Authors: Kentaro Takahira, Shigeo Matsubara

We propose a novel distributed user-car matching method based on a contract between users to mitigate the imbalance problem between vehicle distribution and demand in free-floating car sharing. Previous regulation methods involved an incentive system based on the predictions of origin-destination (OD) demand obtained from past usage history. However, the difficulty these methods have in obtaining accurate data limits their applicability. To overcome this drawback, we introduce contract-based coordination among drop-off and pick-up users in which an auction is conducted for drop-off users' intended drop-off locations. We theoretically analyze the proposed method regarding the upper bound of its efficiency. We also compare it with a baseline method and non-regulation scenario on a free-floating car-sharing simulator. The experimental results show that the proposed method achieves a higher social surplus than the existing method.


#18 Maintenance of Social Commitments in Multiagent Systems [PDF] [Copy] [Kimi] [REL]

Authors: Pankaj Telang, Munindar P. Singh, Neil Yorke-Smith

We introduce and formalize a concept of a maintenance commitment, a kind of social commitment characterized by states whose truthhood an agent commits to maintain. This concept of maintenance commitments enables us to capture a richer variety of real-world scenarios than possible using achievement commitments with a temporal condition. By developing a rule-based operational semantics, we study the relationship between agents' achievement and maintenance goals, achievement commitments, and maintenance commitments. We motivate a notion of coherence which captures alignment between an agents' achievement and maintenance cognitive and social constructs, and prove that, under specified conditions, the goals and commitments of both rational agents individually and of a multiagent system are coherent.

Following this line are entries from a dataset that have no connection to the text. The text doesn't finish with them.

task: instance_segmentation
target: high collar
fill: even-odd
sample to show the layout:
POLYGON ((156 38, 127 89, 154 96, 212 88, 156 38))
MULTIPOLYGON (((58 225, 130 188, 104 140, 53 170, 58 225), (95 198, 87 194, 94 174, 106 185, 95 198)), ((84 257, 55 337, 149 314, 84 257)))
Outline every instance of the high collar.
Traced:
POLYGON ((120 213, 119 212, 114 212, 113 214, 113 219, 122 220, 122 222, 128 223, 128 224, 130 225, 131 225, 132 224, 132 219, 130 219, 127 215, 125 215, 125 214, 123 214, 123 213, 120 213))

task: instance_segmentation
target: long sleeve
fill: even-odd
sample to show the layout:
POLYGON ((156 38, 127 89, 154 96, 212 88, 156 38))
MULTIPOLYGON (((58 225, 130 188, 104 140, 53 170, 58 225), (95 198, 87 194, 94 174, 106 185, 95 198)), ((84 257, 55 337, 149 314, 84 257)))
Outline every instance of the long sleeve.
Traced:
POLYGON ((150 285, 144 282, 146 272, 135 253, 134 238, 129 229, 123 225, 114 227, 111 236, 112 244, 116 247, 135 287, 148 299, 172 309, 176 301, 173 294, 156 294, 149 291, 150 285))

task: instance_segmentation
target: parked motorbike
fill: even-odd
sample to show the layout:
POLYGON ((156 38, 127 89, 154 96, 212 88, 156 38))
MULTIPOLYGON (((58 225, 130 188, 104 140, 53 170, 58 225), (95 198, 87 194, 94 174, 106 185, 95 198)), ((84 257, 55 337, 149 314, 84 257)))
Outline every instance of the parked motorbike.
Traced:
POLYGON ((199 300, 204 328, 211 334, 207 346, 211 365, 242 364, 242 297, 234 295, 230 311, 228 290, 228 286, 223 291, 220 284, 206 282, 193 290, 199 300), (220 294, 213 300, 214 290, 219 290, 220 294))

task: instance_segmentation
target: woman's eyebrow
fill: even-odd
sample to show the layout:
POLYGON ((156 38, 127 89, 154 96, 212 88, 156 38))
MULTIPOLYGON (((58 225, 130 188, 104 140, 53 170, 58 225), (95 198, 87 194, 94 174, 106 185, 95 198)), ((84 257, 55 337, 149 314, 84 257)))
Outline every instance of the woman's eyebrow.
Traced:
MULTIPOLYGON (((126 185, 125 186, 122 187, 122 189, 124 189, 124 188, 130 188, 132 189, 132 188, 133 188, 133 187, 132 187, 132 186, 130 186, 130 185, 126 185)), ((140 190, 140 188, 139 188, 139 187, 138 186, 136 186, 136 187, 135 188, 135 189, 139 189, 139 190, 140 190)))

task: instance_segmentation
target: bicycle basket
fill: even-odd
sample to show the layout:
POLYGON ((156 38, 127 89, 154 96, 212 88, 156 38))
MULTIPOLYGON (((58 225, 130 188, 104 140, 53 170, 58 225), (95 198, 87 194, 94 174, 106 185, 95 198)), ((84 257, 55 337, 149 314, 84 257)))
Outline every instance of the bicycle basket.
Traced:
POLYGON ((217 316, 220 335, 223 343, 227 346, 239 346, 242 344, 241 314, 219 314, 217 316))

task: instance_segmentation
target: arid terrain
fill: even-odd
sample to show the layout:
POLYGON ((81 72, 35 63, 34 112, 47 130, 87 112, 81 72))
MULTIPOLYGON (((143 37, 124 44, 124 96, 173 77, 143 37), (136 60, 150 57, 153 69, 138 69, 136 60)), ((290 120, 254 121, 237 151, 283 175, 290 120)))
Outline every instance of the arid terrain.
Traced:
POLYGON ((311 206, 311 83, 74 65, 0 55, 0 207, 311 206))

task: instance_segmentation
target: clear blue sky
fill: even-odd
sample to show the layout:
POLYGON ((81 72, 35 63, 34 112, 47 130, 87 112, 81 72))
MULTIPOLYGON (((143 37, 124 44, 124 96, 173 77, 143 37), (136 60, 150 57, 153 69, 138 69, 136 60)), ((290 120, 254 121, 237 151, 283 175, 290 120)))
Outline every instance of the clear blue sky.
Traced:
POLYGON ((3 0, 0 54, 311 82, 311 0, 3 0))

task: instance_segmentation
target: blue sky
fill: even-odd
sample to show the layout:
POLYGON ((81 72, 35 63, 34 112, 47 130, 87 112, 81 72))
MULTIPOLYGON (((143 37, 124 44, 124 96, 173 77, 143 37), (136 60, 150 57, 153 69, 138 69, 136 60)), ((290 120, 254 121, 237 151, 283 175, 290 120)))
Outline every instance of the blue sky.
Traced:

#19 Efficient Querying for Cooperative Probabilistic Commitments [PDF] [Copy] [Kimi] [REL]

Authors: Qi Zhang, Edmund H. Durfee, Satinder Singh

Multiagent systems can use commitments as the core of a general coordination infrastructure, supporting both cooperative and non-cooperative interactions. Agents whose objectives are aligned, and where one agent can help another achieve greater reward by sacrificing some of its own reward, should choose a cooperative commitment to maximize their joint reward. We present a solution to the problem of how cooperative agents can efficiently find an (approximately) optimal commitment by querying about carefully-selected commitment choices. We prove structural properties of the agents' values as functions of the parameters of the commitment specification, and develop a greedy method for composing a query with provable approximation bounds, which we empirically show can find nearly optimal commitments in a fraction of the time methods that lack our insights require.


#20 Coordination Between Individual Agents in Multi-Agent Reinforcement Learning [PDF] [Copy] [Kimi] [REL]

Authors: Yang Zhang, Qingyu Yang, Dou An, Chengwei Zhang

The existing multi-agent reinforcement learning methods (MARL) for determining the coordination between agents focus on either global-level or neighborhood-level coordination between agents. However the problem of coordination between individual agents is remain to be solved. It is crucial for learning an optimal coordinated policy in unknown multi-agent environments to analyze the agent's roles and the correlation between individual agents. To this end, in this paper we propose an agent-level coordination based MARL method. Specifically, it includes two parts in our method. The first is correlation analysis between individual agents based on the Pearson, Spearman, and Kendall correlation coefficients; And the second is an agent-level coordinated training framework where the communication message between weakly correlated agents is dropped out, and a correlation based reward function is built. The proposed method is verified in four mixed cooperative-competitive environments. The experimental results show that the proposed method outperforms the state-of-the-art MARL methods and can measure the correlation between individual agents accurately.